Lompat ke konten Lompat ke sidebar Lompat ke footer

Video Hoaks Pidato Presiden Jokowi Bahasa Mandarin Timbulkan Multitafsir dan Menyesatkan



Jakarta-Beredar Video Hoaks Presiden Jokowi berpidato menggunakan Bahasa Mandarin. Video tersebut memicu perdebatan dan kekhawatiran akan potensi hoaks yang bisa mempengaruhi opini publik.


Pengamat sekaligus pakar komunikasi politik dari Universitas Pelita Harapan (UPH), Emrus Sihombing, memberikan pernyataan bahwa penemuan ini mengonfirmasi bahwa video tersebut adalah hasil manipulasi kecerdasan buatan.


“Video hoaks Presiden Jokowi berpidato bahasa Mandarin tersebut juga menimbulkan multi tafsir yang rawan menarasikan seolah Presiden Jokowi bagian dari kekuatan kepentingan ekonomi yang ada di China,” imbuhnya.


Untuk itu dirinya mengingatkan kembali agar masyarakat mewaspadai dan tidak mudah terpengaruh konten hoaks yang beredar di media sosial.
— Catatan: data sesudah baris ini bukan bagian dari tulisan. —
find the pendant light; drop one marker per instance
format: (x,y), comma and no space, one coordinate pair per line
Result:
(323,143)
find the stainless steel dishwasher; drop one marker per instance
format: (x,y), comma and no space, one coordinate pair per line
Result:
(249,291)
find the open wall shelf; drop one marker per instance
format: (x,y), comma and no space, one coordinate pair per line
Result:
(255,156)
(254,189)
Hal tersebut disampaikan usai beredarnya video pidato Presiden Joko Widodo berbahasa mandarin. 


Selain itu, Emrus meminta Kemenkominfo segera melakukan take down video hoaks tersebut.  “Kementerian Komunikasi dan Informasi harus secara masif menjelaskan video pidato Presiden Jokowi ke ruang publik, yang seolah-olah lisan dalam bahasa Mandarin. Padahal idealnya, bahasa asing yang disampaikan secara lisan juga harus disertai teks tertulis atau running text juga,” tegas Emrus.
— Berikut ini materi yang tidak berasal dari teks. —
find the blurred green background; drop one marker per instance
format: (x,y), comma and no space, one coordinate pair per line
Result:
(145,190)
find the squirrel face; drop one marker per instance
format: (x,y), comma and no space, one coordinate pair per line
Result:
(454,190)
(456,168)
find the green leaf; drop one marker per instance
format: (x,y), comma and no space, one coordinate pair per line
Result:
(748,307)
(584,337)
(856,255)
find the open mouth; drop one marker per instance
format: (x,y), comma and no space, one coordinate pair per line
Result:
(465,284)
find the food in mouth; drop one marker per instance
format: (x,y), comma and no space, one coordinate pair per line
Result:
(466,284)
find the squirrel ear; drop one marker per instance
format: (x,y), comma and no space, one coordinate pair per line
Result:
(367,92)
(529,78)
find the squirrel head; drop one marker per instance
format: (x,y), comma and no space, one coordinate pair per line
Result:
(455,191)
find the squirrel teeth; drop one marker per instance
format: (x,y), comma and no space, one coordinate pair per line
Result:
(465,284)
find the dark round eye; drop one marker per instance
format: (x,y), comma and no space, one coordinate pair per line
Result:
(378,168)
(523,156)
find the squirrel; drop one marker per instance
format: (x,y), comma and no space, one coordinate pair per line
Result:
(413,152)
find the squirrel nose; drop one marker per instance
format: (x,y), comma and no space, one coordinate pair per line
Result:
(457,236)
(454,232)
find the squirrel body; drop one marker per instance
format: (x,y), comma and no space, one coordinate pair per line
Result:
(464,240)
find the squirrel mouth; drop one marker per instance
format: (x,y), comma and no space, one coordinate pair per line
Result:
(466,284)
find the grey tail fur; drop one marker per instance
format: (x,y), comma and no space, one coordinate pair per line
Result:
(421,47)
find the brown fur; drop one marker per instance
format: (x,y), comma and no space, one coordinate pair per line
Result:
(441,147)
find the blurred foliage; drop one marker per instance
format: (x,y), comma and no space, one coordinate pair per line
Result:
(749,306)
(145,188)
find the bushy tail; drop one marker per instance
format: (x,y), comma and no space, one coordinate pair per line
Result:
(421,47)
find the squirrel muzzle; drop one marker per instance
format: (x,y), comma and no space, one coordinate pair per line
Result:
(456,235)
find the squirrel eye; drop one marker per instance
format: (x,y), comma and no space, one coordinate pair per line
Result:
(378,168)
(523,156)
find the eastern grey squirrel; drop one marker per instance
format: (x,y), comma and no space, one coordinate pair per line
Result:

“Masyarakat harus sangat awas serta meningkatkan pemahaman cek dan ricek terhadap informasi yang tidak jelas asal usulnya karena sangat membahayakan stabilitas nasional”, tutup Emrus


Sebelumnya, beredar di media sosial video hoaks yang menunjukkan Presiden Joko Widodo berpidato menggunakan Bahasa Mandarin. Dari hasil penelusuran, ditemukan bahwa video tersebut merupakan editan menggunakan Artificial Intelligence atas video pidato Presiden Joko Widodo pada tahun 2015 pada acara Gala Dinner di Amerika Serikat. Kini video manipulasi tersebut telah menimbulkan banyak pertanyaan tentang etika penggunaan teknologi dalam konteks politik dan Pemilu.


Publik dari beberapa pengguna media sosial terus mendesak pihak berwenang untuk menindak tegas pelaku manipulasi dan penyebar video tersebut karena merasa hoaks dan informasi palsu dapat menjadi ancaman serius terhadap demokrasi dan stabilitas politik.